A MODEL FOR AUTOMATIC MATCHING OF SECURITY
REQUIREMENTS DURING SEMANTIC WEB SERVICE
DISCOVERY
Andreas Friesen, Danna Feng
SAP Research CEC Karlsruhe,SAP AG,Vincenz-Priessnitz-Str.1 ,D-76131 Karlsruhe,Germany
Keywords: Semantic Web Services, Security, Security Ontology, Security Policy, Security Requirements, Semantic
Discovery, Semantic Selection, QoS.
Abstract: This paper describes a semantic approach for modelling security requirements of requesters and providers of
Semantic Web Services. These semantic descriptions can be used either during semantic service discovery
or service selection phase for automatic compatibility verification of the security requirements of a service
requester and provider. The security requirements model, ontology classifying existing security services and
mechanisms, and a semantic matchmaking method relying on description logics are described in detail. This
work is related to several semantic and non-semantic Web Services standards. The relationship to the most
relevant of them has been worked out.
1 INTRODUCTION
Web Services enabled business systems can be used
by anyone, from anywhere, at any time, and on any
type of platform. Semantic Web Services promise a
higher degree on automation concerning discovery,
invocation, composition, and monitoring of Web
Services. Security and trust are very important
factors for the success of the Semantic Web.

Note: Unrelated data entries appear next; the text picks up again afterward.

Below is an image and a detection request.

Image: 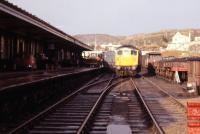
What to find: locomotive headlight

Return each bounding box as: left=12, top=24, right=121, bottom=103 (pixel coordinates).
left=117, top=66, right=120, bottom=70
left=132, top=66, right=135, bottom=70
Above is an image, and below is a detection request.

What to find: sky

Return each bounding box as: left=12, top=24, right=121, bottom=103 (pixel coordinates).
left=9, top=0, right=200, bottom=36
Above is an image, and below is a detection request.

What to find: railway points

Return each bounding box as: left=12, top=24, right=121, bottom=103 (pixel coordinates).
left=0, top=0, right=200, bottom=134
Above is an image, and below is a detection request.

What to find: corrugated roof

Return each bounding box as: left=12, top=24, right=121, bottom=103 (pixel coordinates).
left=0, top=0, right=91, bottom=49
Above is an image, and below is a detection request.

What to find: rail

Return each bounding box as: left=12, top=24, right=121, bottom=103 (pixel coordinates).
left=131, top=78, right=164, bottom=134
left=144, top=78, right=187, bottom=113
left=8, top=77, right=114, bottom=134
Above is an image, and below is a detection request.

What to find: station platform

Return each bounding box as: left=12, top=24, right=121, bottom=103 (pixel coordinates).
left=0, top=67, right=96, bottom=91
left=147, top=77, right=200, bottom=107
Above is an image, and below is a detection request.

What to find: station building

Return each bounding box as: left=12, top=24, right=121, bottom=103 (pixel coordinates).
left=0, top=0, right=92, bottom=71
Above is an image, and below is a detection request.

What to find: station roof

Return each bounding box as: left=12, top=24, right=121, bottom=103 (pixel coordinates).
left=0, top=0, right=92, bottom=50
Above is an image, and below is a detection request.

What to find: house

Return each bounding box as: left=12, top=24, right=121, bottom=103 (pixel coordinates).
left=166, top=32, right=191, bottom=51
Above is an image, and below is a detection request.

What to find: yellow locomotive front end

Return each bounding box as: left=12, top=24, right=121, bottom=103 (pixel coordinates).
left=115, top=46, right=140, bottom=76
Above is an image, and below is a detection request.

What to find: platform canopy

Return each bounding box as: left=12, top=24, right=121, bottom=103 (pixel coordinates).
left=0, top=0, right=92, bottom=50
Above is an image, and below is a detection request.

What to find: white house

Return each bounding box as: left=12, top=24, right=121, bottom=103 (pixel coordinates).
left=101, top=43, right=121, bottom=51
left=166, top=32, right=191, bottom=51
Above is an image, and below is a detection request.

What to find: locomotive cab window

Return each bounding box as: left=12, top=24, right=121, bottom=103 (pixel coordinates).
left=117, top=50, right=122, bottom=55
left=131, top=50, right=137, bottom=55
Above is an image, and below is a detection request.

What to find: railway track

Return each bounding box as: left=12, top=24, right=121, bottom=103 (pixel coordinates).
left=9, top=76, right=113, bottom=134
left=88, top=79, right=163, bottom=134
left=7, top=76, right=185, bottom=134
left=135, top=78, right=187, bottom=134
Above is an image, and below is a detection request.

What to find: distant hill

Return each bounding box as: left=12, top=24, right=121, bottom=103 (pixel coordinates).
left=74, top=29, right=200, bottom=50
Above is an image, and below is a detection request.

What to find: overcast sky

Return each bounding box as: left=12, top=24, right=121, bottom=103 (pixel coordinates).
left=9, top=0, right=200, bottom=35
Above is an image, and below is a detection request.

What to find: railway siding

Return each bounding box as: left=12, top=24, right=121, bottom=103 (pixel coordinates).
left=135, top=79, right=187, bottom=134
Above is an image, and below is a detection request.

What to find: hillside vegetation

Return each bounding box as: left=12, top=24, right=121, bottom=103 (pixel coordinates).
left=74, top=29, right=200, bottom=50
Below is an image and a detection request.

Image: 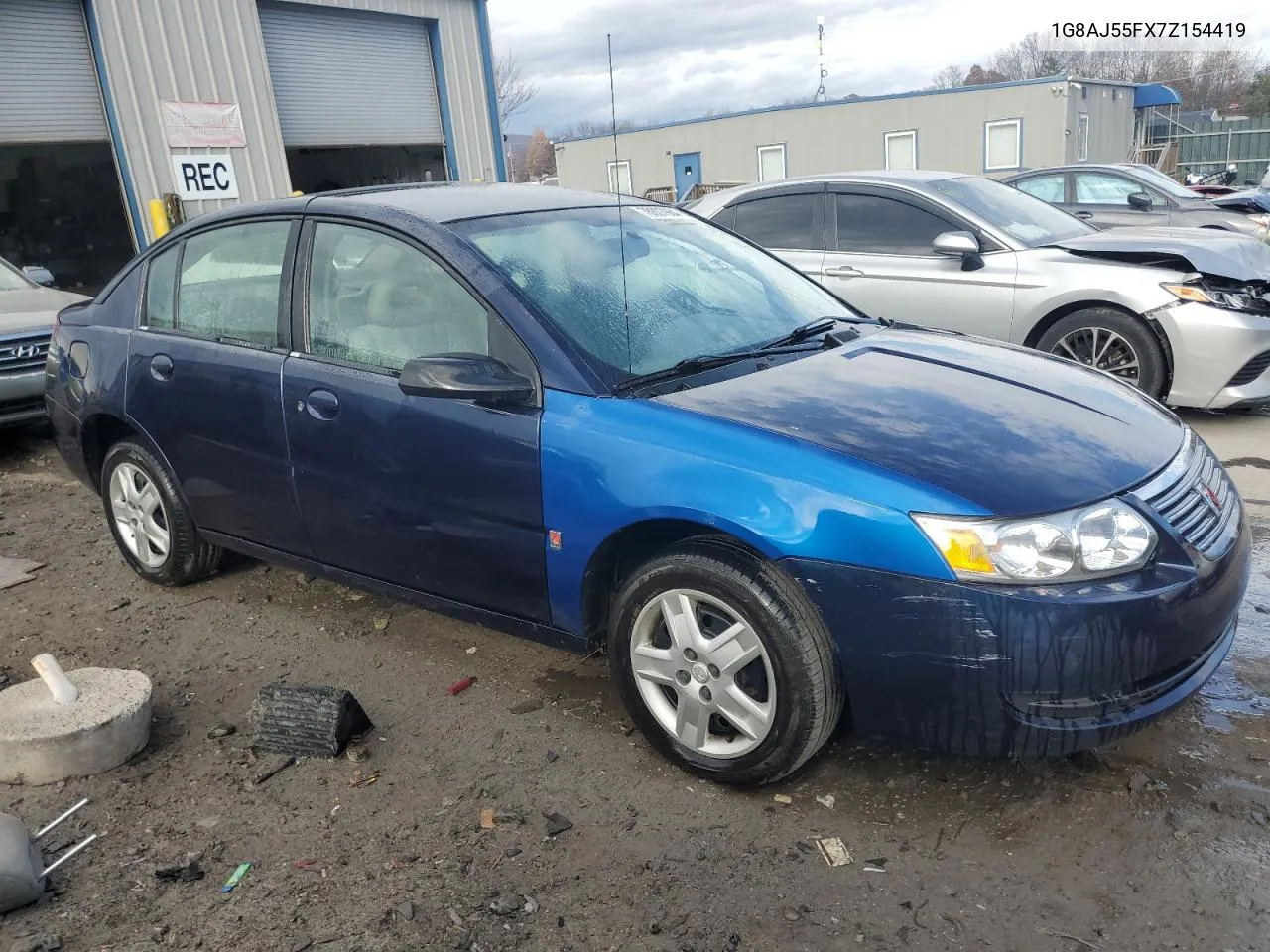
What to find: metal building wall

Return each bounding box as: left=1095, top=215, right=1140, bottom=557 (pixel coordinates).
left=557, top=81, right=1072, bottom=194
left=86, top=0, right=499, bottom=246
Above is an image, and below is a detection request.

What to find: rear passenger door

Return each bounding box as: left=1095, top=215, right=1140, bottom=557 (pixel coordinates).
left=715, top=184, right=825, bottom=280
left=126, top=218, right=310, bottom=554
left=822, top=185, right=1017, bottom=340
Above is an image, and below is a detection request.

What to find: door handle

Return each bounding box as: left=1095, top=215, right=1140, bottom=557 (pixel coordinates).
left=150, top=354, right=177, bottom=380
left=821, top=264, right=863, bottom=278
left=298, top=390, right=339, bottom=420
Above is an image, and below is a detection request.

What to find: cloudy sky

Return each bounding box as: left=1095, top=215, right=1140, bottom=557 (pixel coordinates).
left=489, top=0, right=1270, bottom=135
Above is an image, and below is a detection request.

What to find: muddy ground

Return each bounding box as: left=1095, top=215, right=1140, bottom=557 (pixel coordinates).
left=0, top=418, right=1270, bottom=952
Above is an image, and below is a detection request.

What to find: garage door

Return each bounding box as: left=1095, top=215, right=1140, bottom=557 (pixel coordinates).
left=260, top=3, right=444, bottom=146
left=0, top=0, right=108, bottom=145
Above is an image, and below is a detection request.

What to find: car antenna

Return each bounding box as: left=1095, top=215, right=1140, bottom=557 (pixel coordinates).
left=604, top=33, right=635, bottom=373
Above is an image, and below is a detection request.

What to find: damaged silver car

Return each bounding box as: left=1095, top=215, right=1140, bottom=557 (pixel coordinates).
left=691, top=172, right=1270, bottom=409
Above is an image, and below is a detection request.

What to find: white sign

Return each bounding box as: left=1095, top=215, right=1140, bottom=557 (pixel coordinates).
left=159, top=99, right=246, bottom=147
left=172, top=153, right=237, bottom=202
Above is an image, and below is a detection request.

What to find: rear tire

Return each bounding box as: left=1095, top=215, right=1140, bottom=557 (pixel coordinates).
left=1036, top=307, right=1167, bottom=400
left=101, top=439, right=221, bottom=585
left=608, top=536, right=844, bottom=785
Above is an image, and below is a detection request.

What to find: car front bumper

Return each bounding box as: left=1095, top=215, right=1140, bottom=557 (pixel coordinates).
left=1151, top=302, right=1270, bottom=410
left=0, top=368, right=45, bottom=426
left=781, top=522, right=1251, bottom=757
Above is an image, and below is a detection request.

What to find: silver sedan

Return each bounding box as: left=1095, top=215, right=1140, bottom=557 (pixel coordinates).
left=690, top=172, right=1270, bottom=409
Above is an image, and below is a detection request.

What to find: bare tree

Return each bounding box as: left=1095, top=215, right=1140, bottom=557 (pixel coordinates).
left=929, top=63, right=965, bottom=89
left=494, top=54, right=539, bottom=132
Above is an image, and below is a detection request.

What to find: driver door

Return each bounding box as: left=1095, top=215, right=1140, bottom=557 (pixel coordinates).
left=282, top=219, right=550, bottom=621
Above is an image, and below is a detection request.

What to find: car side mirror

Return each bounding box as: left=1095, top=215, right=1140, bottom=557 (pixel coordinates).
left=398, top=354, right=534, bottom=404
left=931, top=231, right=983, bottom=272
left=22, top=264, right=54, bottom=287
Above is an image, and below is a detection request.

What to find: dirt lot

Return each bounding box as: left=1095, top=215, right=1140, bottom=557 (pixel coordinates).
left=0, top=417, right=1270, bottom=952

In this
work, the security requirements for Semantic Web
Services are described in a manner that the security
mechanisms based on the existing security standards
will be represented in formal logics (to be more
precisely in description logics (Baader, F. et al,
2003)). Description logics are directly supported by
one of the Web Ontology Language (OWL) dialects
OWL-DL (Smith, M. K. et al, 2005). This allows
taking into account the security requirements of
requesters/providers during the Semantic Web
Service discovery or selection phase, i.e., enabling
automatic compatibility verification.
For the representation of different security
mechanisms we have chosen as the basis the Web
Services Security Policy Language (Web Services
Policy Language, 2005) that has collected many
standard security mechanisms. All security
mechanisms are represented as classes in OWL-DL.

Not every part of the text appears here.